ほっとぐっすりな、ふとんのはなし ふとんのあれこれQ&A

夏の寝苦しさを減らす寝具の工夫

2026.6.10

Q.暑い夜って、エアコンをつけてもなんだか寝苦しいんだよね。

そんなときは寝具を見直してみよう。汗や湿気を上手に逃がしてくれる素材を選ぶだけでも、眠りの心地よさは変わってくるよ。

寝具を変えると、夏の夜がもっと快適に

夏の夜に寝苦しさを感じる原因のひとつは、布団の中にこもる熱と湿気です。寝ている間の汗がうまく逃げないと、ベタつきやムレによって眠りが浅くなることもあります。

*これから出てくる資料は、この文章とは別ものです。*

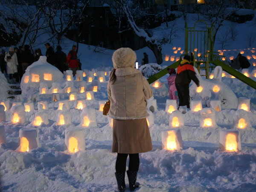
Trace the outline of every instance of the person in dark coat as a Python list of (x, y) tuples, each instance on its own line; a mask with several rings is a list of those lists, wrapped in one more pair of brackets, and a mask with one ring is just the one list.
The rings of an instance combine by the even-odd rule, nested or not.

だからこそ、夏はエアコンの設定だけでなく、寝具そのものを見直すことも大切です。寝具の素材や使い方を少し工夫するだけで、さらっと心地よい睡眠環境を整えやすくなります。

通気性の良い素材を選ぶ

リネン(麻)

吸湿性と速乾性に優れ、汗をかいてもさらっとした肌触りが続きます。シャリ感のある風合いも、夏らしい心地よさを感じさせてくれる素材です。汗ばむ季節でもベタつきにくく、爽やかな使い心地を楽しめます。

ガーゼ

軽くて風通しが良く、やわらかな肌触りが魅力です。汗をかいてもベタつきにくく、肌へのあたりもやさしいため、夏の寝具として人気があります。洗濯しやすいのも、毎日使う寝具にはうれしいポイントです。

リヨセル

なめらかな肌触りと優れた吸放湿性を兼ね備えた素材です。湿気をコントロールしやすく、しっとりとした心地よさがあります。さらっとした使い心地と、やさしい肌触りを両立したい方にも適しています。

シルク

温度調整が上手で、湿気を吸って逃がす力が高く、蒸れにくい素材です。肌なじみが良く、汗をかいてもベタつきにくいため、暑い季節でも快適に使いやすいのが特長です。

掛け布団は薄手のものを

厚手の掛け布団では熱がこもりやすいため、夏は肌掛け布団やダウンケット、タオルケットなど軽やかな寝具がおすすめです。

また、エアコンを使用する場合は、冷えすぎないよう適度に体を覆えるものを選ぶことも大切です。室温や体感に合わせて使い分けることで、快適な寝心地を保ちやすくなります。

敷き寝具の湿気対策も重要

寝苦しさの原因は、掛け布団だけではありません。寝ている間は背中にも汗をかくため、敷き寝具の湿気対策も大切です。

敷きパッドやシーツに通気性の良い素材を選ぶことで、背中側のムレを軽減しやすくなります。また、除湿シートやすのこを使うと、敷布団やマットレスの下に湿気がこもりにくくなり、より快適な寝環境づくりにつながります。

接触冷感素材は使い方がポイント

触れた瞬間にひんやり感じる接触冷感素材は、夏に人気の寝具です。暑さを和らげたいときに取り入れやすい一方で、汗をかくと湿気がこもることもあります。

そのため、吸湿性の高い素材と組み合わせて使うと、より快適に感じやすくなります。素材それぞれの特長を活かすことで、心地よい寝環境を整えやすくなります。

カバーや寝具をこまめに洗う

汗を多くかく夏は、シーツや枕カバーをこまめに洗濯することも大切です。

汗や皮脂が付着したままだと、ベタつきやにおいが気になりやすくなります。清潔な寝具は肌触りも良く、毎日の眠りをより気持ちのよいものにしてくれます。

さらっと快適な夏の眠りへ

夏の寝苦しさは、寝具の素材や使い方を見直すことで和らげやすくなります。通気性や吸放湿性に優れた、特に天然素材を使った寝具を選び、湿気をためにくい環境を整えることが、心地よい眠りへの近道です。

毎日使う寝具を季節に合わせて見直すことは、夏を快適に過ごすための大切な工夫のひとつ。暑い季節も、自分に合った寝具で、さらっと気持ちのよい眠りを楽しみましょう。

寝具を少し見直すだけでも、夏の寝心地って変わるんだね。

そうなんだ。通気性や吸放湿性に優れた素材を選び、湿気をためない工夫を続けることが、心地よい夏の眠りにつながるよ。